Pipermail Archives Removed from Google Index
May 20th, 2006 by Alex
A few days ago, requests for the public archives of my SAIC mailing list ceased. It appears that the pipermail archives have been removed from Google’s index entirely.
A few weeks ago, I noticed a rather large spike in traffic to the archives. After looking at my referral logs, much of the new traffic originated from Google search results. A quick site search on Google yielded a LOT of pages from the archives. Some of the queries on “SAIC IPO” referenced my pages on the first page of results.

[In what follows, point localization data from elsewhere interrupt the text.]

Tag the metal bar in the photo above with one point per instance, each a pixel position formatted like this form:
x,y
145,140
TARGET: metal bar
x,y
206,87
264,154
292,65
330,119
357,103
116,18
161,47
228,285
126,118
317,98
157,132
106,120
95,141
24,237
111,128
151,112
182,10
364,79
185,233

It is hard to find news articles of interest without a search engine of some sort, especially with two years of content. I originally submitted the site to Google so that I wouldn’t have to index it myself. If I could pull in a bit of revenue from AdSense, so much the better. Before the spike in traffic, the archive pages never really made it up there in the rankings, but when combined with the “site:vision.moundalexis.com” parameter it was a useful enough way to search the archives for a particular topic.
Today, a site search yields only the Mailman listinfo pages. None of the pipermail archives. It isn’t a global phenomenon either; other sites still have archives, for example a query for “Blue Security” from ISN’s archives. At first I thought that the type of content was to blame: reprints. Given the nature of ISN, that doesn’t make sense either.
Proof that Google — as grand as they can be — can’t be depended on for some services. While this isn’t news, given their terms of service, it’s a new problem for me to deal with. I’ll probably never know why the pages were removed from the index, but it appears that I’ll have to find a new mechanism for searching the archives.